There is a separate access to the big toilet/shower compartment which can also be reached through a door from the main saloon’s short passageway. The shower boasts a separate enclosed stall with a folding door and a seat.

We suspect their ability to respond to owners’ wishes prompted the two-table concept we’ve seen on a bunch of Catalinas. The smaller table is located within the port settee and provides two single seats when raised and a full-length settee or berth when lowered.

The navigation station tucked into the corner features efficient layout and lots of space. Facing the table is the instrumentation breaker panel with room for electronics and entertainment systems as well.

On the boat we tested a neat flat panel screen on the aft bulkhead divided the main saloon from the aft cabin. The door to the aft cabin opens one up to another large comfortable area with a full length hanging locker and large double berth.

The U-shaped galley located on the starboard side includes deep double stainless-steel sink, plenty of cupboard storage and rack space, and gimbaled stainless steel two-burner gas stove with oven. It has generous counter-top space and a divided refrigerator/freezer.

We loved the brightness of the interior complemented by white headliners. Teak moldings, solid teak cabinetry and veneer bulkheads finished with several coats of varnish complete the decor.
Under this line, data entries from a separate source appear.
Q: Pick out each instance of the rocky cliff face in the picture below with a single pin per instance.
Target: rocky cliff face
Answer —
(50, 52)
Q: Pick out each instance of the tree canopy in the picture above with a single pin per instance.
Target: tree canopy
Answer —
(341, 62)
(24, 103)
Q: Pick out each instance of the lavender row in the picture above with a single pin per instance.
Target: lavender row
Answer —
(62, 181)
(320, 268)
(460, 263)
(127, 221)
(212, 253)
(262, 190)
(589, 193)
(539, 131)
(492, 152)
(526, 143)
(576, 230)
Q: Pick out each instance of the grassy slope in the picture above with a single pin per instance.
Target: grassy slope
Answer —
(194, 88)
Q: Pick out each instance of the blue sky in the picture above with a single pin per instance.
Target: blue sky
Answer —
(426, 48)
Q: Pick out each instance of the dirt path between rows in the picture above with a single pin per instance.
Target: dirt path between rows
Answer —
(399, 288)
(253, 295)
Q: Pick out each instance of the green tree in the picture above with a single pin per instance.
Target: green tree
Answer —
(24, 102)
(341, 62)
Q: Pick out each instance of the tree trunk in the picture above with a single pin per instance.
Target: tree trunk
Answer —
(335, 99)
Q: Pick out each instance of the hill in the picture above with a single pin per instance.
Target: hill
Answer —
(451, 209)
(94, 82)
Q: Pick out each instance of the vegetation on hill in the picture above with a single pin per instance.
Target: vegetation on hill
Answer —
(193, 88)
I particularly liked the design of the steps leading to the cockpit – ensuring safe passage in or out of the cabin even when you’re heeling.

Catalina 350 - sliding cleatA roomy cockpit sports deep seats and solid support for comfortable sitting underway and a nice transition to the stern make this a beautiful entertaining spot. One thing we really liked for a cruising boat was the cockpit table (with solid fitting drop leaves) running forward from the steering pedestal. It has a net storage locker; perfect for all that loose stuff we bring aboard. The pedestal is solid and has all the electronics, gauges and controls at hand. The owner of the test boat had installed a near light facing forward to illuminate the table and locker at night.

Special features from the moveable track clears to the easy mast furling system to the day/night lights in the lazarette (big enough to hold stuff you’d take on an ocean crossing) really make this boat stand out. The only thing we might add would be a window in the dodger roof to make it easier to see the Windex. But that’s an easy fix.

Check out the Catalina 350 and you’ll find a user-friendly seaworthy boat that’s universally loved by its owners.

I liked her so much I even forgot my first-time jitters.

Originally printed in Canadian Yachting’s July 2005 issue

Designer: Catalina Yachts
Specs: LOA 35’5″ LWL 30’3″ Beam 12’8″
Draft (fin/wing): 6’3″ I 4’5″‘ Displacement (fin/wing) 13,300 I 13,635 lbs.
Ballast (fin/wing): 5,000 I 5,835 lbs.
Sail Area (100% foretriangle): 595 sq. ft.
Power: 4 cylinder 35 HP Universal Westerbeak

Photo Captions
Photo 1 – Underway with a 150 takes the 350 along well at 6 plus knots.
Photo 2 – The step design was a nice design touch.
Photo 3 – The standard equipment includes two bow rollers, a divided anchor locker for two sets of gear a powerful windlass and chain gypsy. A shore power connection is located there as well.
Photo 4 – We loved the little things and this sliding cleat was neat feature especially for a cruising boat.